Microsoft has launched a new multi-stage access reviews feature for Azure AD customers. The new capability is currently available in public preview, and it enables organizations to configure access reviews in sequential stages for resource owners and auditors.
Microsoft’s Azure Active Directory access reviews feature allows organizations to set up policies to review users’ access to group memberships, privileged role assignments, as well as enterprise applications. It is important to conduct access reviews periodically to ensure that only authorized users (such as employees and guests) have permissions access to any resources.
The single-stage review model requires all reviewers to decide within the same period, and the decision of the last reviewer is considered final. However, the new multi-stage access now lets IT admins define two or three sets of reviewers responsible for attesting users’ access to resources in a particular sequence. This capability has been designed for organizations that need a complex review process to meet specific audit or certification requirements.
“It also helps you design more efficient reviews for your resource owners and auditors by reducing the number of decisions each reviewer is accountable for. Previously you may have artificially created multiple disjointed reviews to achieve the same purpose, but now with multi-stage reviews this all takes place in the context of just one review,” explained Alex Simons Corporate VP of Program Management.

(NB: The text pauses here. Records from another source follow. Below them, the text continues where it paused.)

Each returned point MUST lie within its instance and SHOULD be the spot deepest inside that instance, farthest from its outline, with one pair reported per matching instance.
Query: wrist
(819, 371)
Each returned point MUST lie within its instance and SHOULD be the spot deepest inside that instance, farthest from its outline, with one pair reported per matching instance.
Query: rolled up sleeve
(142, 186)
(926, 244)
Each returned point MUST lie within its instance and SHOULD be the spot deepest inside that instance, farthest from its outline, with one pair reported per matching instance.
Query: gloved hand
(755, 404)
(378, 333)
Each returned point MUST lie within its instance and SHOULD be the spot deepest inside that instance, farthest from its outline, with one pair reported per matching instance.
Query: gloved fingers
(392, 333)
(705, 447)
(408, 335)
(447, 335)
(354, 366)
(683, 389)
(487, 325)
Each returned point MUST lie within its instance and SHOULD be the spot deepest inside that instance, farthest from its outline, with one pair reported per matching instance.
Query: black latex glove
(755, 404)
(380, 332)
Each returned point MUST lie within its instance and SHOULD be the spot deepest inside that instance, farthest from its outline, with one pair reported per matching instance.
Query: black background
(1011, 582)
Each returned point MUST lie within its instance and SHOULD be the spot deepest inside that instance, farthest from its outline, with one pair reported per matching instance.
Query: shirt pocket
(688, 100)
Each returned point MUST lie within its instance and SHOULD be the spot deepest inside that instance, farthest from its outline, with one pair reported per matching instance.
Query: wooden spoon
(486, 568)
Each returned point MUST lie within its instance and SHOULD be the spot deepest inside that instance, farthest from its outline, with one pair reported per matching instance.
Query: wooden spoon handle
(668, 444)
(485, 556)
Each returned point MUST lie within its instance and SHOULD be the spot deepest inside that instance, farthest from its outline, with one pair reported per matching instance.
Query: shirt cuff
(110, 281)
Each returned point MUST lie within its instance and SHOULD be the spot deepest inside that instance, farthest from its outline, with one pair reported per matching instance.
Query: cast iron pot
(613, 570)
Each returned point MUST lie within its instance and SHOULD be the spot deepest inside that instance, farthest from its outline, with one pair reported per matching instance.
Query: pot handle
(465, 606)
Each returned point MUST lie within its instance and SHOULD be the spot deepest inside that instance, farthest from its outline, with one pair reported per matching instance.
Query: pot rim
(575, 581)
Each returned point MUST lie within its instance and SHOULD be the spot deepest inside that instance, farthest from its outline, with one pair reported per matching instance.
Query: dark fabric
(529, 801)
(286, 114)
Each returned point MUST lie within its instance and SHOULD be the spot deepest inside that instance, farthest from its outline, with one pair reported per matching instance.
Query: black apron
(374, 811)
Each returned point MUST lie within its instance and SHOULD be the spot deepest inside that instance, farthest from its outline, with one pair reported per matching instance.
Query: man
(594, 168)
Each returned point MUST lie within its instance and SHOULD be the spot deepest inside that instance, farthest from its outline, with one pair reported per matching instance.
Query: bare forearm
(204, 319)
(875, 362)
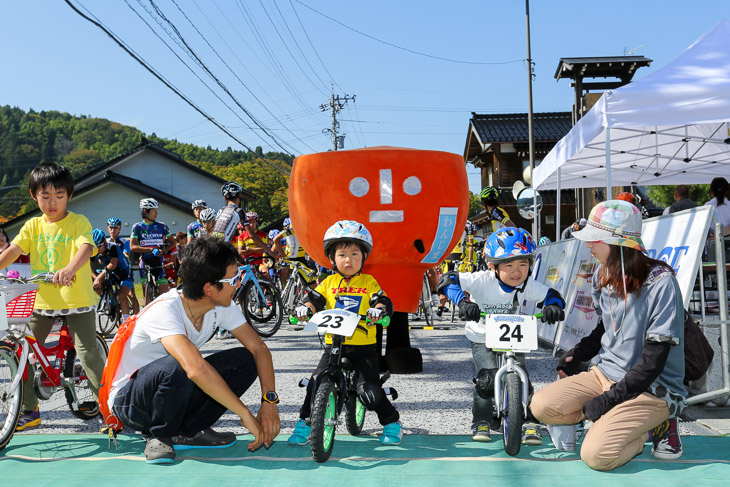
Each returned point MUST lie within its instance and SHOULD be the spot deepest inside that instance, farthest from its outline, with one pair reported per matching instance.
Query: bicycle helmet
(508, 244)
(231, 190)
(489, 193)
(98, 237)
(347, 231)
(207, 215)
(148, 204)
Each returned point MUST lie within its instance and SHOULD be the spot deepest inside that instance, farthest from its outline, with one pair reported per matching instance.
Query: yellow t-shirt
(51, 246)
(354, 295)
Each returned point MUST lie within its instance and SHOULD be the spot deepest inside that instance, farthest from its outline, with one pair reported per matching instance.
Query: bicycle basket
(19, 301)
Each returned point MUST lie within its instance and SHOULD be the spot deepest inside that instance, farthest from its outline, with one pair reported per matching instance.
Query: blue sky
(280, 59)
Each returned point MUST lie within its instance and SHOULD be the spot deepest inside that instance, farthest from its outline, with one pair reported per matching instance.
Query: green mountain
(82, 142)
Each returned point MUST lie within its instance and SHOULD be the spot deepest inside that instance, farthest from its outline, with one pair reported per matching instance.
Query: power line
(401, 47)
(152, 71)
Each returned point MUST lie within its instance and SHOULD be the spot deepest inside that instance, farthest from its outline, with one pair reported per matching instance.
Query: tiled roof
(512, 127)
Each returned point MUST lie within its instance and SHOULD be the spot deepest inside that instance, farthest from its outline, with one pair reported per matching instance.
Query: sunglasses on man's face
(233, 281)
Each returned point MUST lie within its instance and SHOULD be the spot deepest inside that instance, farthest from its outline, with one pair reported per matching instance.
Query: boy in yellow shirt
(58, 241)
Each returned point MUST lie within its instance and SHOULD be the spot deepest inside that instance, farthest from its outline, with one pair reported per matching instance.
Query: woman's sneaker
(480, 432)
(29, 419)
(667, 443)
(302, 433)
(392, 434)
(531, 434)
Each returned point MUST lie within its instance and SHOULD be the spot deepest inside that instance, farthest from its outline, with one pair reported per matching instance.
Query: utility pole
(336, 103)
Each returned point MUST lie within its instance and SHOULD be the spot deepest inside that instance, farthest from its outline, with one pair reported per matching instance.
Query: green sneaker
(481, 433)
(302, 433)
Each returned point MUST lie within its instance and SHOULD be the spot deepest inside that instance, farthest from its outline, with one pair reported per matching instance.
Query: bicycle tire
(324, 420)
(107, 319)
(512, 418)
(73, 368)
(11, 401)
(265, 320)
(354, 415)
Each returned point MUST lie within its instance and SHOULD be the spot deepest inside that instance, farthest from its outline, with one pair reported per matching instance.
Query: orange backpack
(110, 368)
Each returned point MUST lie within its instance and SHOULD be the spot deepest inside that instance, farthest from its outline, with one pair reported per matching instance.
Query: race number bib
(511, 332)
(334, 322)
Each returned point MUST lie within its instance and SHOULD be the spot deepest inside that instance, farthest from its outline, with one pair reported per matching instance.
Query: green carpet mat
(70, 460)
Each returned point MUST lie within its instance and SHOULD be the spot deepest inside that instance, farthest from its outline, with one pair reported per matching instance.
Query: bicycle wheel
(10, 400)
(324, 420)
(354, 415)
(512, 418)
(107, 312)
(76, 378)
(263, 312)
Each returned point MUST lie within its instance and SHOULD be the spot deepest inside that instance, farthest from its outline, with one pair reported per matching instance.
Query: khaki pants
(83, 331)
(618, 436)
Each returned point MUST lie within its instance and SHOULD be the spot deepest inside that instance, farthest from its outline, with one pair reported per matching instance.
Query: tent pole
(609, 195)
(557, 212)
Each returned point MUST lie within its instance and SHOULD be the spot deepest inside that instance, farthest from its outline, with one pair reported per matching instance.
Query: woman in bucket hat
(633, 390)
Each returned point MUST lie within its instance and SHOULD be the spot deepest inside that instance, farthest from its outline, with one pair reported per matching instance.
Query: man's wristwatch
(271, 397)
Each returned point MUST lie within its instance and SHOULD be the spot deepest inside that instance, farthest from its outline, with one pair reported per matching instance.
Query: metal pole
(535, 232)
(608, 164)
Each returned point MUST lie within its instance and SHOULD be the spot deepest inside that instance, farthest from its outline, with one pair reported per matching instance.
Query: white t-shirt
(723, 211)
(485, 291)
(167, 317)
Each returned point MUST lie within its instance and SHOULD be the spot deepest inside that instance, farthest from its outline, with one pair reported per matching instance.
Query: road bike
(506, 335)
(57, 366)
(335, 388)
(260, 302)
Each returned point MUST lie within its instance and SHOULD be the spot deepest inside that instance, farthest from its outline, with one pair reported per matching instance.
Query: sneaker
(302, 433)
(29, 419)
(481, 433)
(531, 434)
(667, 443)
(392, 434)
(208, 438)
(159, 450)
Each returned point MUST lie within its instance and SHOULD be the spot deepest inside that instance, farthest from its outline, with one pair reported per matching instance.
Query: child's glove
(469, 311)
(552, 313)
(302, 312)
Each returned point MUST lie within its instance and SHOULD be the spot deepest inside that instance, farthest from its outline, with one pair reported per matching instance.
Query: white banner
(677, 239)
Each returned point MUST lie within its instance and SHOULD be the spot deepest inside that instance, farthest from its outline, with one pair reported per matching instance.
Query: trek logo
(351, 290)
(349, 303)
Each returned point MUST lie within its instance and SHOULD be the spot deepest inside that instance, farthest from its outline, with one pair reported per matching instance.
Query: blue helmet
(507, 244)
(98, 236)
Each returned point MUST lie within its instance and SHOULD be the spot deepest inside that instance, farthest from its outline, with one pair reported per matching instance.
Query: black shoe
(159, 450)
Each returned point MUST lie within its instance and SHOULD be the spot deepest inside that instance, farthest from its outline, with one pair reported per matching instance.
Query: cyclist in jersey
(113, 225)
(151, 239)
(109, 259)
(498, 218)
(194, 228)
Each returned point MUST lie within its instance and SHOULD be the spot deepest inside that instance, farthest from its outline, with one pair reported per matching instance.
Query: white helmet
(148, 204)
(207, 215)
(348, 231)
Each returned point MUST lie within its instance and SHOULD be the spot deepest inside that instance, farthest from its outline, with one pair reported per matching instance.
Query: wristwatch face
(271, 397)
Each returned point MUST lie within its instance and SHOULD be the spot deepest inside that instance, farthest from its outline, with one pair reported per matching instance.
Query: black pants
(364, 359)
(160, 401)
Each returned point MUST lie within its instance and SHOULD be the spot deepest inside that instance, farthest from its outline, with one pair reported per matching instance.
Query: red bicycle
(57, 366)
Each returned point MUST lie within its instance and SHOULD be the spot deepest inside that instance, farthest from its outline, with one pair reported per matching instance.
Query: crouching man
(166, 389)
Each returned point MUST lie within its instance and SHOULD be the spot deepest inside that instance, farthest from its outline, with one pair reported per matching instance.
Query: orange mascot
(413, 202)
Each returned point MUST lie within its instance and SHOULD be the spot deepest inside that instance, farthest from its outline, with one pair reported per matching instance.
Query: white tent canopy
(672, 127)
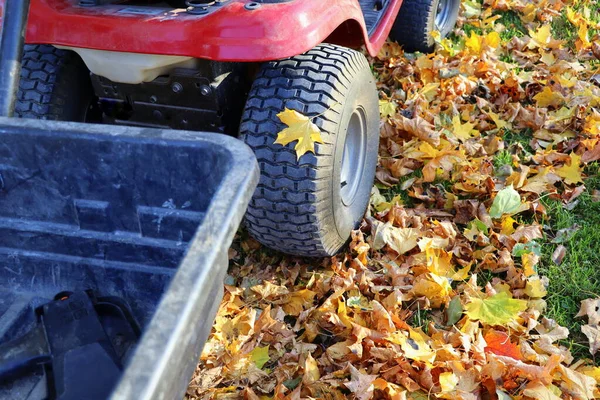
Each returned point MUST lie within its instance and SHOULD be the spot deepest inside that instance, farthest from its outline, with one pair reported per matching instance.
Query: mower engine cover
(227, 30)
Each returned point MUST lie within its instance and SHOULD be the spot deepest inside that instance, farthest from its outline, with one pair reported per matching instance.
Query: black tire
(298, 206)
(55, 84)
(417, 20)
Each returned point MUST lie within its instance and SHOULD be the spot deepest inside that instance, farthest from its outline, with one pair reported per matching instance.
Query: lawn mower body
(229, 30)
(141, 219)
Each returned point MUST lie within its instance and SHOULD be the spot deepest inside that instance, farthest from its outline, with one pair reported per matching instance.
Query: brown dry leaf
(460, 127)
(361, 384)
(418, 127)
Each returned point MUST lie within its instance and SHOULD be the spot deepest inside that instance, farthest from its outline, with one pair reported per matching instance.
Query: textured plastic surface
(143, 214)
(231, 33)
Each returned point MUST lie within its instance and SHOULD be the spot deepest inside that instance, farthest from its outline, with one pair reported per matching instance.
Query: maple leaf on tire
(300, 128)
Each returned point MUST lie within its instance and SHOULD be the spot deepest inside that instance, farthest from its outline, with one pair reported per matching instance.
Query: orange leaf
(499, 343)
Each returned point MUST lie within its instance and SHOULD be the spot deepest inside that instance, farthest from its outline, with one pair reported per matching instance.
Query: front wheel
(417, 19)
(310, 206)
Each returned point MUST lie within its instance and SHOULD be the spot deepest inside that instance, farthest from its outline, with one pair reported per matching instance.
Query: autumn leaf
(499, 343)
(535, 288)
(413, 345)
(539, 391)
(436, 288)
(571, 173)
(462, 131)
(507, 201)
(540, 38)
(454, 311)
(387, 108)
(448, 381)
(300, 128)
(361, 384)
(549, 98)
(593, 334)
(499, 309)
(401, 240)
(311, 370)
(260, 356)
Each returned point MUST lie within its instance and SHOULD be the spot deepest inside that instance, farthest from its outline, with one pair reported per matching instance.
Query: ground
(466, 278)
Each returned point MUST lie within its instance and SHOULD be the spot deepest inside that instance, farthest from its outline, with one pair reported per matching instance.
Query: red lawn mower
(231, 66)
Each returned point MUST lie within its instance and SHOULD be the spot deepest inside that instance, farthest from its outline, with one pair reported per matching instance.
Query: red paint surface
(232, 33)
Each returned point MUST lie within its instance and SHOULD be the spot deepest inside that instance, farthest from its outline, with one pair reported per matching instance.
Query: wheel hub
(353, 159)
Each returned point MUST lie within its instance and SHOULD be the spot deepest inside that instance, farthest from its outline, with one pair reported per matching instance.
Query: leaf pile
(438, 295)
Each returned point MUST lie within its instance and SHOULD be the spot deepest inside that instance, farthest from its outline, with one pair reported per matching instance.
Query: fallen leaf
(260, 356)
(311, 370)
(507, 201)
(549, 98)
(499, 309)
(571, 173)
(454, 311)
(499, 343)
(401, 240)
(300, 128)
(387, 108)
(448, 381)
(360, 384)
(593, 334)
(538, 391)
(462, 131)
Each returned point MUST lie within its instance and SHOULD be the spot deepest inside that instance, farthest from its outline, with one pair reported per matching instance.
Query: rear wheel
(55, 84)
(417, 20)
(310, 206)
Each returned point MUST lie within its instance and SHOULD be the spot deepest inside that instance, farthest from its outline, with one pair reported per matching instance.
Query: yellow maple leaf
(387, 108)
(540, 38)
(537, 390)
(436, 288)
(492, 39)
(535, 288)
(501, 124)
(547, 98)
(300, 128)
(414, 345)
(592, 124)
(508, 225)
(462, 131)
(448, 381)
(582, 33)
(474, 42)
(311, 370)
(499, 309)
(547, 58)
(571, 173)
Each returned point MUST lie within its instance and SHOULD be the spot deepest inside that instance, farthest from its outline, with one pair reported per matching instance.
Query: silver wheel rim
(442, 15)
(353, 158)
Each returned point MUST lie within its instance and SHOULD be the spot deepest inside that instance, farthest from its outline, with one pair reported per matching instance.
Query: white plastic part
(130, 67)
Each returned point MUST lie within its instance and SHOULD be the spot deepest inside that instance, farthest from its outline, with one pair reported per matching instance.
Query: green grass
(502, 158)
(514, 26)
(390, 192)
(522, 136)
(578, 276)
(563, 29)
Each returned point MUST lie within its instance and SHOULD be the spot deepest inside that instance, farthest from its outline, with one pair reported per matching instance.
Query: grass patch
(502, 158)
(563, 29)
(390, 192)
(578, 276)
(514, 26)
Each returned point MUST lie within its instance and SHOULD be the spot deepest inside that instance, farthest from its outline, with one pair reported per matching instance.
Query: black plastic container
(143, 214)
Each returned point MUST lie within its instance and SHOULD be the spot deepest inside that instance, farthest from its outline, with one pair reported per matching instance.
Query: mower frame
(237, 30)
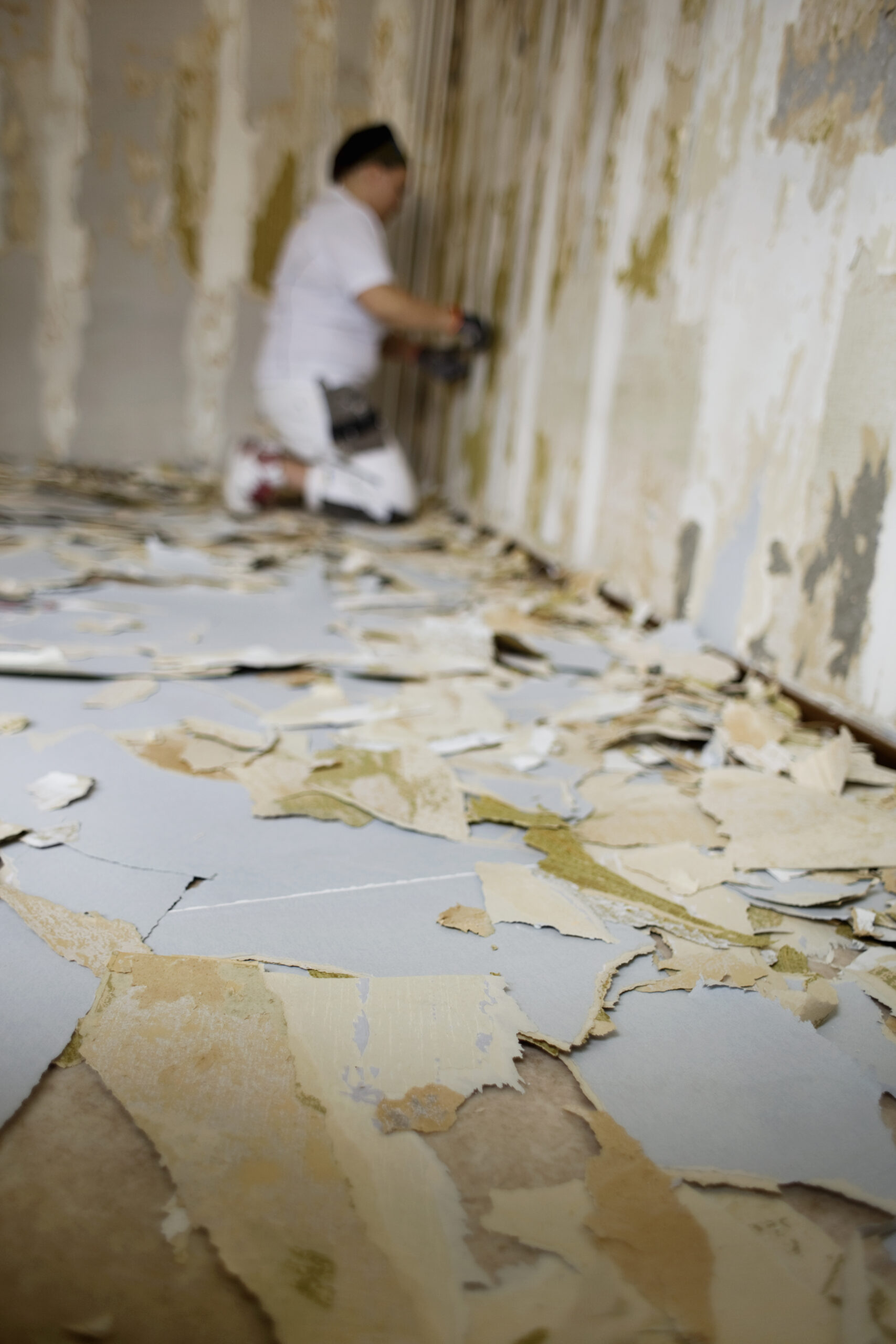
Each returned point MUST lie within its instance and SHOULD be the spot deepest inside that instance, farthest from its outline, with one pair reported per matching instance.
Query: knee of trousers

To get started with multi-stage reviews, head over to the Azure AD portal and navigate to the Azure Active Directory > Identity Governance > Access reviews tab. Then, select the (Preview) Multi-stage review option. You can find detailed step-by-step instructions on this support page.
Microsoft claims that single-stage reviews can help to reduce the workload for later-stage reviewers. This new feature can also be used in scenarios where organizations require agreement from multiple independent reviewers or want to assign alternative reviewers to manage unreviewed decisions.